Up till now, I thought saying $u \in L^2([0,1])$ is the same as saying $u \in L^2((0,1))$, because I see people emphasizing "$u$ is Lebesgue integrable over $[0,1)$".
I thought the whole point of the Lebesgue integral is that null sets don't matter, so it doesn't matter whether the endpoint is included or not. What do I miss?
On
It depends on how one defines $L^2(X)$. One way of defining $L^2(X)$ is as the set of all measurable functions $f:X\rightarrow\mathbb{R}$ such that $|f|^2$ is integrable over $X$. It is, however, more standard to view $L^2(X)$ to be the set of equivalence classes of functions whose domain is $X$ and are square-integrable over $X$. Two functions $f$ and $g$ are deemed equivalent if $f$ and $g$ differ only on a set of measure zero. We will take this second definition.
Now, let $Y$ be a measure zero subset of $X$ and consider $L^2(X\setminus Y)$. Even though the equivalence classes of functions in $L^2(X)$ and $L^2(X\setminus)$ are different (they are equivalence classes from different sets of functions).

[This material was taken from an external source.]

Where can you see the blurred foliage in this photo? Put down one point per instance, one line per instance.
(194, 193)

There is, however, a natural bijection $L^2(X)\simeq L^2(X\setminus Y)$. The map $L^2(X)\rightarrow L^2(X\setminus Y)$ is the image of the restriction of a function on $X$ to $X\setminus Y$ under the equivalence relation. The map in the other direction takes an equivalence class in $L^2(X\setminus Y)$ with representative $f$ to the equivalence class of the function $$ \widetilde{f}(x)=\begin{cases}f(x)&x\in X\setminus Y\\0&x\in Y\end{cases}. $$ One can show that this map is well-defined (does not depend on the choice of $f$) and $\widetilde{f}$ is square-integrable on $X$. These two maps are also inverses of each other.

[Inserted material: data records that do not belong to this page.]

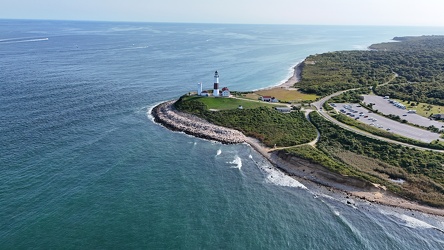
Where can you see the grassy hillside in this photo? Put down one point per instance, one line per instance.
(423, 171)
(264, 123)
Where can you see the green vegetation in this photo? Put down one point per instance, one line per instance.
(383, 133)
(283, 95)
(352, 96)
(264, 123)
(226, 103)
(317, 156)
(423, 109)
(418, 62)
(423, 171)
(328, 73)
(411, 70)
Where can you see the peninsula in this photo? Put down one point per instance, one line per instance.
(303, 134)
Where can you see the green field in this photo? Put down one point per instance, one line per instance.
(284, 95)
(221, 103)
(423, 109)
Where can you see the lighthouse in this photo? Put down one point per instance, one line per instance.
(199, 88)
(216, 84)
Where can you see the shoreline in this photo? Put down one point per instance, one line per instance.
(302, 170)
(292, 80)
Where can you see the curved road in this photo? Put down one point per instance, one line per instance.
(320, 103)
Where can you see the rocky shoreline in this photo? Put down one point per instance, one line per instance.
(167, 115)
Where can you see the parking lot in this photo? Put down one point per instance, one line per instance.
(365, 116)
(385, 107)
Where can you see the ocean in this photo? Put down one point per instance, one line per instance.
(83, 165)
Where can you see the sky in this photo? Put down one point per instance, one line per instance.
(313, 12)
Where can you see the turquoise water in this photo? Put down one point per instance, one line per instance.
(84, 167)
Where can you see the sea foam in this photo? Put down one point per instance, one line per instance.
(279, 178)
(237, 162)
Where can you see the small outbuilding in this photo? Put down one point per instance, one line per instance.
(225, 92)
(283, 109)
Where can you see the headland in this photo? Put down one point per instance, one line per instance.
(304, 171)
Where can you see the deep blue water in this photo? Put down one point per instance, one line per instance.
(83, 165)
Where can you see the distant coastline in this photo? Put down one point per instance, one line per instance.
(351, 188)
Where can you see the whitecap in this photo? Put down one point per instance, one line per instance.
(410, 221)
(237, 162)
(279, 178)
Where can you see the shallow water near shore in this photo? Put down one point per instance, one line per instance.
(84, 166)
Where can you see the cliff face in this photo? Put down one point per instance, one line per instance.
(166, 115)
(319, 174)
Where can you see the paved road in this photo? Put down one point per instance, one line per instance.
(385, 107)
(382, 122)
(318, 105)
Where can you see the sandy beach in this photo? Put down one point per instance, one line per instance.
(305, 172)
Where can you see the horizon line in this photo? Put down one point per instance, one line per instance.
(216, 23)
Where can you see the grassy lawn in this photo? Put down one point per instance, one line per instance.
(424, 109)
(229, 103)
(283, 94)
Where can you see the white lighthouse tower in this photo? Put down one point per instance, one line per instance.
(216, 84)
(199, 88)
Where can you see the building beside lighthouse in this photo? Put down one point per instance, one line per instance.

Note that the choice of $0$ for $x\in Y$ is arbitrary, since $Y$ is a set of measure zero, so the value on $Y$ is irrelevant. Also, some people take this natural bijection as an identification and allow $L^2(X)$ to be equivalence classes of functions which are defined almost everywhere on $X$ and are equivalent if they agree on full-measure subsets.

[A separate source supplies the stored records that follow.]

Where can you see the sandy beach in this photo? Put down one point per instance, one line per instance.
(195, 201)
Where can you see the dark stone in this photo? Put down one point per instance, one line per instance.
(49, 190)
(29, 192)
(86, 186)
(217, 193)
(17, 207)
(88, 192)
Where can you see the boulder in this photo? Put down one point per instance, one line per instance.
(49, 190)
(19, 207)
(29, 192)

Expanding on @MichaelBurr's comment: $L^2[0,1]$ does not consist of functions, but rather of equivalent classes of functions. We say that two functions are in the same equivalence class if the set they disagree on is null.
As such, when we say $1/\sqrt[4]{x}$ is a member of $L^2[0,1]$, we are saying it is in an equivalence class that contains a function that is square integrable.
One such function would be $$f(x) = \left\{ \begin{array}{ll} 1/\sqrt[4]{x} & x \neq 0\\ 0 & x=0\end{array}\right.$$
Since according to Lebesgue measure $\{0\}$ and $\{1\}$ are both null sets, it does not make a difference when considering $L^2(0,1)$, $L^2[0,1)$ or $L^2[0,1]$. They are literally different, since the functions are defined on different domains. However, since the difference in their domains is null there is no qualitative difference.
If we were talking about another measure, such as $\delta_0$, we would have to be more careful. $\delta_0(A) = 1$ if $0 \in A$ and $\delta_0(A)=0$ if $0\not\in A$. Now lets consider the measure $\mu = m + \delta_0$ (the sum of Lebesgue measure and $\delta_0$).
Now the spaces $L^2( (0,1], \mu)$ and $L^2( [0,1], \mu)$ are different not just literally, but qualitatively. This is because the set $\{0\}$ is no longer null.